I.  Error in Granting Directed Verdict

A.  Partial performance of an oral agreement

Tang argues the trial court erred in granting the Gustilos’ motion for directed verdict based on the Statute of Frauds because the Gustilos failed to meet their burden of introducing clear and convincing evidence the oral agreement had been partly performed.  We find this issue is not preserved for our review.

It is unclear whether this issue was actually raised at the trial level because the record Tang provided on appeal does not include portions of the trial transcript where Tang allegedly moved for a directed verdict.  Ordinarily, no point will be considered which does not appear in the record on appeal.  See Rule 210(h), SCACR.  Further, the appellant has the burden of presenting a sufficient record to allow review.  See, e.g., Helms Realty, Inc. v. Gibson-Wall Co., 363 S.C. 334, 339-40, 611 S.E.2d 485, 487-88 (2005); Bridwell v. Bridwell, 279 S.C. 111, 113, 302 S.E.2d 856, 858 (1983); State v. Carlson, 363 S.C. 586, 608, 611 S.E.2d 283, 294 (Ct. App. 2005); Hundley ex rel.

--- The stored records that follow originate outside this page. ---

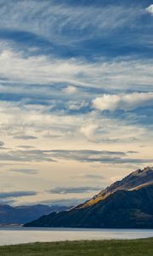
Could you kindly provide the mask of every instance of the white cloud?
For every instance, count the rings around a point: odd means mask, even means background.
[[[86,124],[83,125],[80,131],[88,139],[94,139],[96,130],[99,128],[99,125],[96,124]]]
[[[122,6],[70,6],[56,4],[54,1],[4,1],[1,0],[0,26],[4,29],[31,32],[52,41],[62,42],[78,40],[65,31],[83,31],[90,28],[90,32],[82,37],[92,37],[99,30],[112,30],[133,21],[139,14],[135,10]],[[7,18],[6,18],[7,17]],[[80,38],[79,38],[80,40]]]
[[[153,15],[153,4],[150,4],[148,8],[146,8],[146,11],[150,15]]]
[[[153,92],[119,95],[104,94],[103,96],[93,100],[92,104],[99,110],[132,110],[140,107],[152,106]]]
[[[63,89],[63,92],[65,94],[75,94],[76,92],[77,92],[77,88],[69,85]]]
[[[131,89],[152,86],[152,61],[121,60],[94,63],[78,59],[62,60],[46,55],[25,56],[23,52],[7,49],[0,51],[0,76],[11,82],[27,84],[71,84],[104,89]],[[5,80],[6,82],[6,80]]]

Hundley v. Rite Aid of S.C., Inc., 339 S.C. 285, 306-07, 529 S.E.2d 45, 57 (Ct. App. 2000).  Therefore, due to the inadequacy of the record presented, whether the trial court erred in deciding Tang’s directed verdict motion is not preserved for our review.  However, even if we were to reach the merits, this issue is unavailing to Tang.

When reviewing a trial court’s ruling on a directed verdict, this court will reverse the ruling only when no evidence supports the ruling or the ruling is controlled by an error of law.  Pye v. Estate of Fox, 369 S.C.